The artificial heart was developed by CARMAT and has been studied in Europe, where it is approved for use. Last year, the company received FDA approval to begin studies in the U.S. to potentially enroll 10 patients with end-stage biventricular heart failure. The study will evaluate whether the artificial heart is a viable option as a life-saving step before transplant, according to Duke. The CARMAT heart is similar to a prosthetic and uses an external power supply.

Duke was one of the transplant centers in the U.S. selected to join the CARMAT study, which required the medical team to receive specialized training to prepare for implant surgery.

Manesh Patel, M.D., chief of the Division of Cardiology at Duke, said the heart care program at Duke has fostered a culture of innovation over decades, aimed at improving care for patients.

“Our goal is to both deliver the best health care and to play a role in discovering it,” Patel said. “Innovation is essential for this. Patients locally and nationally are seen by our heart transplant team for care they may not get elsewhere. The key is the culture of innovation and the teamwork between our cardiac surgeons, heart failure cardiologists, nurses and all the heart center staff that care for our patients.”
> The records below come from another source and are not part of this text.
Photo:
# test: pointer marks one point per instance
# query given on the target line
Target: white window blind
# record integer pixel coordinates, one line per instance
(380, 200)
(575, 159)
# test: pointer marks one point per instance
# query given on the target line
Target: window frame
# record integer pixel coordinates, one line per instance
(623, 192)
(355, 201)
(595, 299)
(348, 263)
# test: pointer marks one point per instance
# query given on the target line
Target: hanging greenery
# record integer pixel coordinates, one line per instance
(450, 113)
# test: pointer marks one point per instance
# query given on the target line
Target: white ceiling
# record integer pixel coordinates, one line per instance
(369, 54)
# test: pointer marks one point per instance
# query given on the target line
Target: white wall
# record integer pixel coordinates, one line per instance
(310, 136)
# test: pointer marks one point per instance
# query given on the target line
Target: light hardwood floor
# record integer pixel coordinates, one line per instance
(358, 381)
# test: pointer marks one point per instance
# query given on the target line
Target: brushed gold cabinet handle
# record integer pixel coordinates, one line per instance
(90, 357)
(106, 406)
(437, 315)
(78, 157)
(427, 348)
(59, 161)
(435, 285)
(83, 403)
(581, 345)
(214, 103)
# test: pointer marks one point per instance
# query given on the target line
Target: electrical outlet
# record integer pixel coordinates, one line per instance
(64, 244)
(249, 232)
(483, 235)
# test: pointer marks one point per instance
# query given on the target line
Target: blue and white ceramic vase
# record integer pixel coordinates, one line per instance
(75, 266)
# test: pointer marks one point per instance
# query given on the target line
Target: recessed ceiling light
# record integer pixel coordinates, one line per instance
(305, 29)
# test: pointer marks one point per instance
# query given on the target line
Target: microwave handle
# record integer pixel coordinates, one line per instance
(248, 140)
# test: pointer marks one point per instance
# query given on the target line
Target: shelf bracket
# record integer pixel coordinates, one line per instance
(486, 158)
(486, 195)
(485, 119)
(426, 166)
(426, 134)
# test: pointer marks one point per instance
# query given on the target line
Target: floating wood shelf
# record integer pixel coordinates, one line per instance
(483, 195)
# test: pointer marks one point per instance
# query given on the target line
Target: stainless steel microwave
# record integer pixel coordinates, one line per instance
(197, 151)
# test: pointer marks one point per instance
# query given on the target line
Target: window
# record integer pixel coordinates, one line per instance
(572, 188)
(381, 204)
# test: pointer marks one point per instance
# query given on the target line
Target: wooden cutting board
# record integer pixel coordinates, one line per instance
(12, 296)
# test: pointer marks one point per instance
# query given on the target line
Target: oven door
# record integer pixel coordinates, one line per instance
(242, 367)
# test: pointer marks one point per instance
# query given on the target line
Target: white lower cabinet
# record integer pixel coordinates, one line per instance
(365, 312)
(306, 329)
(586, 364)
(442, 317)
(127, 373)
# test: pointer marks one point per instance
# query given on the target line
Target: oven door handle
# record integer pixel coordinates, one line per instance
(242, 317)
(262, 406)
“The Duke Heart Transplant Program is globally recognized not only for its robust clinical volume, but more importantly, providing outstanding quality and innovative patient care at the highest level possible,” said Edward P. Chen, M.D., chief of the Division of Cardiovascular and Thoracic Surgery.

“The successful implant of the CARMAT artificial heart represents the latest in a long list of accomplishments by the Duke heart transplant team aimed at further expanding the treatment options available for patients with end-stage cardiac disease.”

Moore will continue to recover from the one-of-a-kind surgery and provide data for the likelihood of future artificial transplants.